Why Do Chatbots Ignore Punctuation?
If you use Duolingo, you might have noticed it also—Duolingo doesn’t care about punctuation. As a former English teacher and grammar nerd, the lack of punctuation bugged me. But as a Smartphone user, I was grateful that I didn’t need to find ¿ on the keyboard.
So Why Do Chatbots Ignore Punctuation?
Chatbots ignore punctuation because their programs rely on tokenization. Tokens are the chopped-up pieces of text that allow a chatbot to determine what the user wants and give an appropriate response.
So What is Tokenization?
Tokenization is the process of breaking sentences into individual “tokens.” Programmers choose how to define a token—words or phrases. Usually, the most effective splitting is done by words.
The next part of tokenization is deciding how to standardize and eliminate distractions. English teachers might cringe at tokenization. However, these steps ensure the information provided to the consumer is accurate.
How Does Tokenization Work?
To program chatbots so they can use language efficiently and accurately, developers will pick and choose between the following steps:
Lowercase everything.
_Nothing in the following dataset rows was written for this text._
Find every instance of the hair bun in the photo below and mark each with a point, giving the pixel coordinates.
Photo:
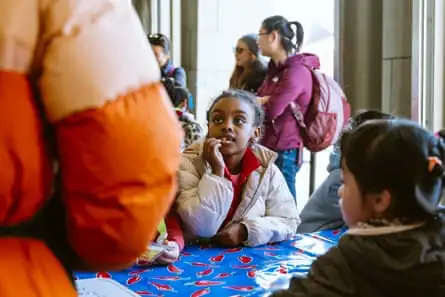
(435, 166)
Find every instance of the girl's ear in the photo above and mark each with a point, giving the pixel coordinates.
(381, 202)
(183, 104)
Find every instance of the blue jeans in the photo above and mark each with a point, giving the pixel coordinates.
(287, 162)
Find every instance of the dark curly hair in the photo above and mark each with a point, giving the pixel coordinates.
(245, 96)
(394, 155)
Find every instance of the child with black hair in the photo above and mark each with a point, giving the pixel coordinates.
(160, 44)
(322, 211)
(393, 176)
(180, 98)
(230, 190)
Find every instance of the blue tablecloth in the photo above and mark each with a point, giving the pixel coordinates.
(207, 271)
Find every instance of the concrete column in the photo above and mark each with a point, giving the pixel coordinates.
(397, 43)
(439, 66)
(144, 10)
(360, 51)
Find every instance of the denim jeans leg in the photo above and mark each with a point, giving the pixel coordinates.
(287, 162)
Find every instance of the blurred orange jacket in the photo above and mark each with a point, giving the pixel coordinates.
(117, 137)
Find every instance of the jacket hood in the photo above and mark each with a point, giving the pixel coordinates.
(264, 155)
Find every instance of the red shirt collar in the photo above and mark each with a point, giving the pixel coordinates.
(250, 163)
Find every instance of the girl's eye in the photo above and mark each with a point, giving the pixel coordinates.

A chatbot does not need to decipher whether a Capital letter was an acCident or is required if all uppercase letters are changed to lower case. sure, readers want this sentence capitalized, but chatbots have immunity from a teacher’s red pen.
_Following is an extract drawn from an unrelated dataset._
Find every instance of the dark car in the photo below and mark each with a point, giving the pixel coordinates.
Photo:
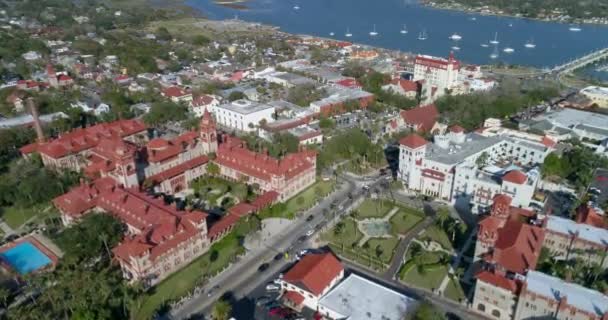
(263, 267)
Remove punctuation. This took me aback when I first started using Duolingo. I expected to use a comma in this situation:
Senor, hablas espanol
But Duolingo doesn’t care—as long as I use the correct verb form (hablas instead of hablo), I earn the points.
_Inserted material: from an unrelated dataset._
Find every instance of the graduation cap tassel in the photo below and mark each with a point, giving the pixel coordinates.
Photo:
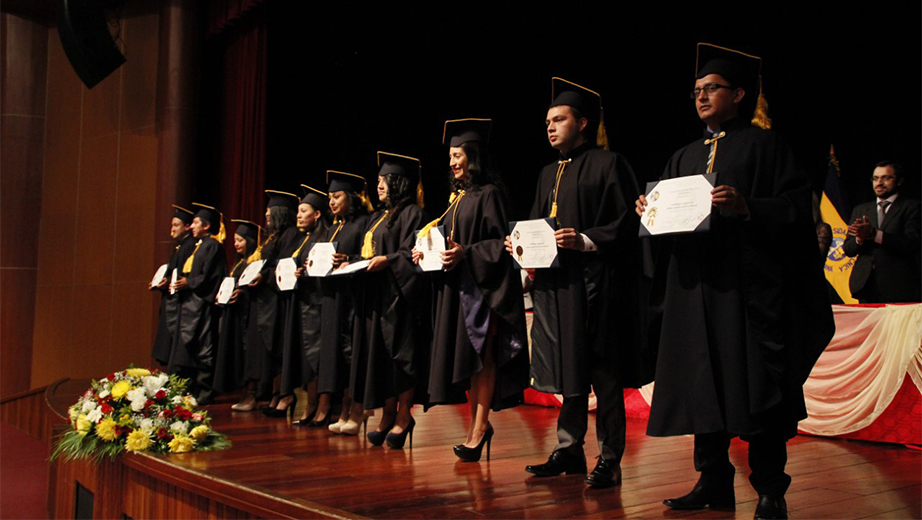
(601, 137)
(760, 118)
We expect punctuation when we read and write. But when we speak, the only time most of us use punctuation is the two-fingered “quote.”
Removing punctuation makes it easier for the chatbot to recognize words.
Eliminate Stop Words. Words that contribute little to the meaning can be filtered out. These include articles (a, an, the) and simple linking verbs (like is or was).
Not all small words are stop words. For example, and indicates an addition while but suggests an opposite idea.
And there’s more. Developers can stem tokens (chop up words and only use the root word). However, this is becoming less common. Numbers need to be turned into full-length words, and nuances need to be standardized. For example, the chatbot needs to turn any of these–email, e-mail, e mail—and consistently use one.
So there you have it—a chatbot, which is a type of AI I explore in other posts, can understand what you want—usually—because the tokenization has created a type of grammar for machine learning.